Basterà qualche manita sparata in faccia all’Osasuna di turno e nel prossimo autunno, quando il mio grande elettore e il suo collega di Vanuatu saranno chiamati a decidere, molto probabilmente Lui potrà vestire smoking e scarpe lucide per andare a ritirare il Pallone d’Oro. Il quinto consecutivo di una serie infinita. Lui è Leo Messi e il mio turbamento nasce dal fatto che, dopo aver visto naufragare il ciclo del Barcellona e contemporaneamente perdersi i sogni del Real Madrid, mi ero illuso che finalmente potesse toccare a qualcun’altro.
“Hai ragione, ma vedrai che i giurati delle Isole Vanuatu alla fine si ricorderanno solo che Messi ha fatto una vagonata di gol. Li hanno visti in tv e lo voteranno come hanno fatto sempre” mi ha spiegato paziente l’interlocutore. Fuor di metafora, nei prossimi mesi farò un tifo infernale perché chi uscirà trionfatore dalla finale di Wembley non si perda nei meandri della festa.

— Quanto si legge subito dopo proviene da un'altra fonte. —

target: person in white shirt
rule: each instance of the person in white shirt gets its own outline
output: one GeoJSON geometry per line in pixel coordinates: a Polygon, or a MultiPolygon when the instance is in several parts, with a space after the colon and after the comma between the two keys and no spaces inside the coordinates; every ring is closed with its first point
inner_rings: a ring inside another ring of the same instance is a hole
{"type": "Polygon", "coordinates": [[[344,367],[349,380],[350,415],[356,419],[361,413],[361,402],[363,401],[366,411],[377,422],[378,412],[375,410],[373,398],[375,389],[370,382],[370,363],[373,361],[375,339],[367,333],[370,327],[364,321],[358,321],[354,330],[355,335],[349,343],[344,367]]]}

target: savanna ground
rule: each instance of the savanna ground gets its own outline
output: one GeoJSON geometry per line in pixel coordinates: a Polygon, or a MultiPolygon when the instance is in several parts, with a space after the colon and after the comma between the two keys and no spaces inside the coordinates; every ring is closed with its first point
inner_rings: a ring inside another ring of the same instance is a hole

Se il legame che lega vittorie di squadra al Pallone d’Oro ha ancora un senso non è possibile che il 2013 premi Messi e nemmeno Cristiano Ronaldo. E con loro Xavi e Iniesta, cioè i quattro uomini che dal 2010 si scambiano i posti sul podio non lasciando spazio a nessuno. Vincerà un prodotto del calcio tedesco? Lo spero anche se manca un uomo copertina, perfettamente mediatico come Messi che piace a tutti (oltre ad essere il più forte) e che ha dietro di sè il motore potente degli sponsor.
Ho dato un’occhiata all’albo d’oro. Negli anni dispari, quelli senza Mondiale o Europeo, comanda la Champions. L’aveva vinta Messi nel 2009 e 2011 e prima ancora Kakà nel 2007. Non Ronaldinho all’apice della sua carriera nel 2005 e nemmeno Nedved nel 2003 e Owen nel 2001. Però il segnale mi pareva chiaro. O Champions o morte. Poi il mio amico mi ha ricordato le Isole Vanuatu e qualche dubbio mi è sorto. Mi è venuto in mente il 2010 e lo scippo a Sneijder e la faccia scura di chi comincia a essersi scocciato di premiare sempre Lui.
Così ho deciso che lascerò scegliere il destino. Lewandowski, Robben, Muller o Schweinsteiger: non mi importa di chi si tratta. Basta che chi alzerà la coppa a Wembley poi non si fermi dopo l’estate. Sarà un test per tutti, anche per il prestigio del Pallone d’Oro. Orfani di Messi e Cristiano Ronaldo deve essere capace di trovare un altro vincitore. Altrimenti meglio lasciar perdere e volare tutti sulle Isole Vanuatu.